Under this strategy, members of Congress insert into appropriations bills funding for a project that has not been submitted to a review or merit test through normal channels for funding scientific research. University lobbyists promise that targeting funding to applied research projects will create jobs in a lawmaker’s district.

“Earmarking has increased 70-fold since 1980,” says Rick Borchelt, spokesman of the House Committee on Science, Space, and Technology. “It involves authorizing in appropriations language, which is against House rules.”
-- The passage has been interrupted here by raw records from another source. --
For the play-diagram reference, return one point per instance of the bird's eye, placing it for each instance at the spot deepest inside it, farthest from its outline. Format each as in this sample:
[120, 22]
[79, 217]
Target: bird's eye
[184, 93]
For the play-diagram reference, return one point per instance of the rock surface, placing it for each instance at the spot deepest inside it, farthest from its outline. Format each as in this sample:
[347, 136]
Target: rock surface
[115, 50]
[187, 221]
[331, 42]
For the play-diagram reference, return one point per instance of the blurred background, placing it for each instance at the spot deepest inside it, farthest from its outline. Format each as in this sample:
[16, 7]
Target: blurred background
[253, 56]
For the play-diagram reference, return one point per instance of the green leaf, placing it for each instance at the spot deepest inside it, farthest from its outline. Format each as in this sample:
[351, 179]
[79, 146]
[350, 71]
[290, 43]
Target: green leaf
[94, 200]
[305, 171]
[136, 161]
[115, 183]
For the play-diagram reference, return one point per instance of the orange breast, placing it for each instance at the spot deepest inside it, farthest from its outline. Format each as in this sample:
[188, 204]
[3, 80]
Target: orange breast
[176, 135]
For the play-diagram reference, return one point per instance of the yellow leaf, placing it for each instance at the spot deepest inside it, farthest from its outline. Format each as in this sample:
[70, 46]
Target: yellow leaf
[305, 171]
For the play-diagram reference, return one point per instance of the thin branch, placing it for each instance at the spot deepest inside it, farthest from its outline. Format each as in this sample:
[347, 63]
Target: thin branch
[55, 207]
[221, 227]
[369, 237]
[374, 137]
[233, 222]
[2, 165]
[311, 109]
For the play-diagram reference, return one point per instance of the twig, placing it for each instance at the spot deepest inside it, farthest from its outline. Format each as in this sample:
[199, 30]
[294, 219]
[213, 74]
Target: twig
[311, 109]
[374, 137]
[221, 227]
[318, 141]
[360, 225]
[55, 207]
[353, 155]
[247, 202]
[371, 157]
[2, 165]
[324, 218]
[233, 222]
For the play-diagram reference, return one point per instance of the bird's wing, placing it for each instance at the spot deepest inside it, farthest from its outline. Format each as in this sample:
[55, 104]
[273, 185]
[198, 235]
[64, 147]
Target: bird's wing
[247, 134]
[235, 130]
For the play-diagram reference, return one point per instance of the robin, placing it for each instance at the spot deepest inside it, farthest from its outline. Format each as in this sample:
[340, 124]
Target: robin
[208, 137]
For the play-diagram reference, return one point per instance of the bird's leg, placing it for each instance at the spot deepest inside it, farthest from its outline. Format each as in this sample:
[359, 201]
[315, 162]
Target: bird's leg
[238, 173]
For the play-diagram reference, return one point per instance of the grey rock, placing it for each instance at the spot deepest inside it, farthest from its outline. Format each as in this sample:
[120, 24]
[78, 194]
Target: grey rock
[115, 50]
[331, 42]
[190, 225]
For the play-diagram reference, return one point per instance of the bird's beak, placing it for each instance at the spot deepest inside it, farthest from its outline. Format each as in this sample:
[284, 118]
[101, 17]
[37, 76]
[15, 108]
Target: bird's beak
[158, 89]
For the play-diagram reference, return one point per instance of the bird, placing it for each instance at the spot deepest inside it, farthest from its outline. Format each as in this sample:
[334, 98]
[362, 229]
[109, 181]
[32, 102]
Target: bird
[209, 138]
Key to understanding this shift to earmarking is the move to abandon merit-based federal support for infrastructure and facilities, says John Burness, senior vice president of Duke University in Durham, N.C., who previously worked closely with Cornell University’s industrial liaison program. “Between 1968 and 1988 the federal government dropped the amount of money spent for facilities construction by 95%. Pork-barrel ‘science’ is a phenomenon of this switch.”

This trend is of special concern to large research universities. In his annual report, MIT’s Vest called for “full federal support for the full cost of programs” and for “merit as the prime determinant of grants, contracts, and facility funding.”

“Surely the wisest policy for the country cannot be random selection for awards, based on the location of colleges and universities in particular congressional districts. . . . It is not in the interest of the country to cut off the tops of its mountains to fill in the valleys.”